The Localisation Process

A translator who doesn’t understand the market; a copywriter who doesn’t understand the source copy. I do both. In one brain.

Here is the standard procedure in many German agencies, and it is not a very promising one: A global client wants to run an international ad in Germany. The local agency receives the master copy in English. The responsible copywriter declares himself unable to pick up the original tonality and subtleties, stating he was not hired to deal with foreign languages in the first place (in truth, copy adaptation is considered most undignified work in most agencies).

The agency consequently seeks the services of a translation provider, who in turn puts a usually freelance, underpaid translator to the task. The translator knows nothing about the market, the brand, the product and the target group and, moreover, has no idea of copywriting. (If the translator had any talent or inclination in that direction, that’s what he or she would do, and earn twice the money.)

What finally lands on the desk of the copywriter for repair is more often than not a totally mutilated string of words that not only has lost all of the original tonality and subtleties, but is at times reduced to utter gobbledygook. I have seen translations the meaning of which was beyond guesswork.
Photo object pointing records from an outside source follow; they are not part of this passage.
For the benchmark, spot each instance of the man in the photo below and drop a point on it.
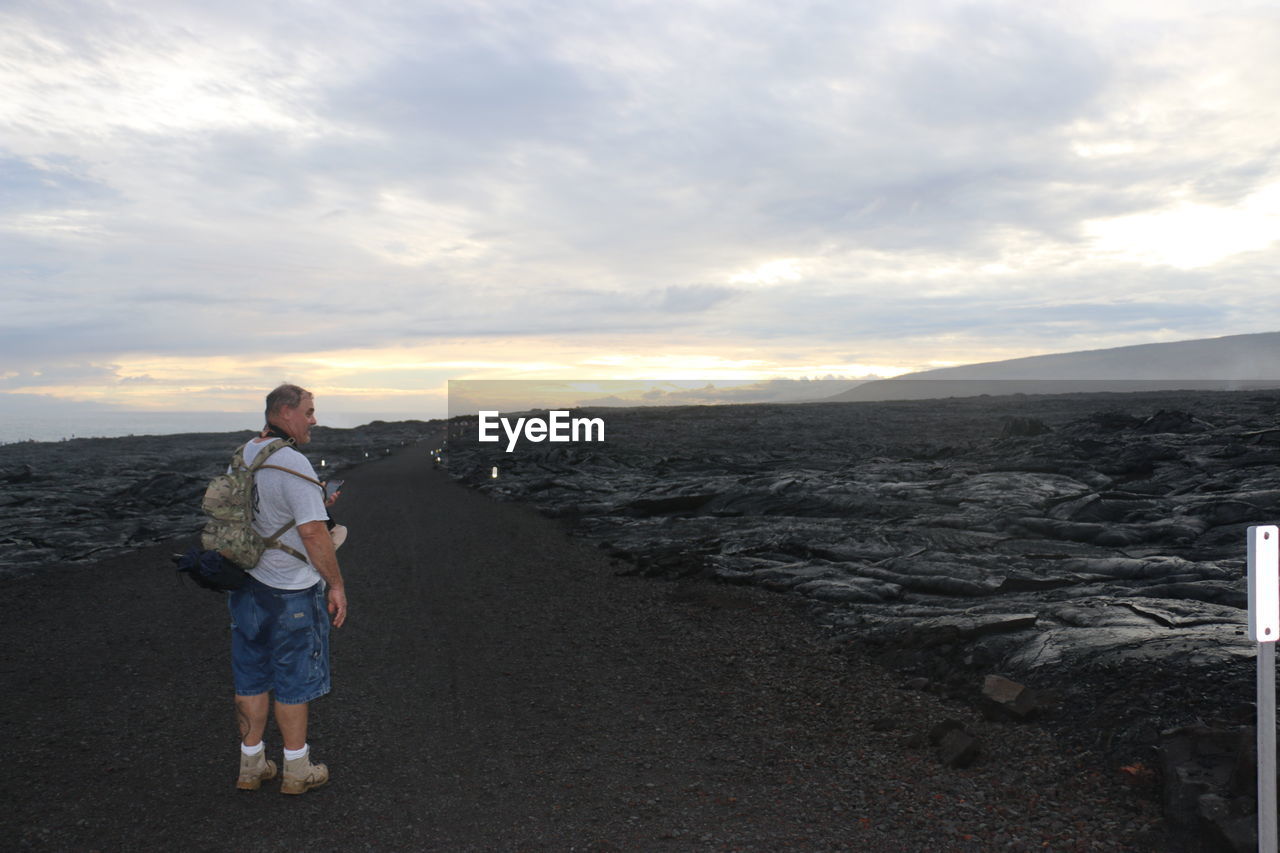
(279, 628)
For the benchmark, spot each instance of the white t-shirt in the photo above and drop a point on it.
(279, 497)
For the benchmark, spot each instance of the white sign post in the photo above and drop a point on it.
(1265, 629)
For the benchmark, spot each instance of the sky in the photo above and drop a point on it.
(199, 201)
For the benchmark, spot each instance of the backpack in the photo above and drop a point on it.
(231, 544)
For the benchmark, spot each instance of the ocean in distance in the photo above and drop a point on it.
(115, 424)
I, in contrast, am a trained advertising expert to start with. Over the years, I have written for almost any industry, and I am sensitive to style and brand assets. Even for me, it’s a three-fold process. It includes a raw translation to get the picture of what it’s all about, thorough research into the brand, product and, if available, the brief, and finally, rewriting the whole thing into a proper piece of advertising in the target language. Some people ask why I’m twice as expensive as a translation office. That’s why.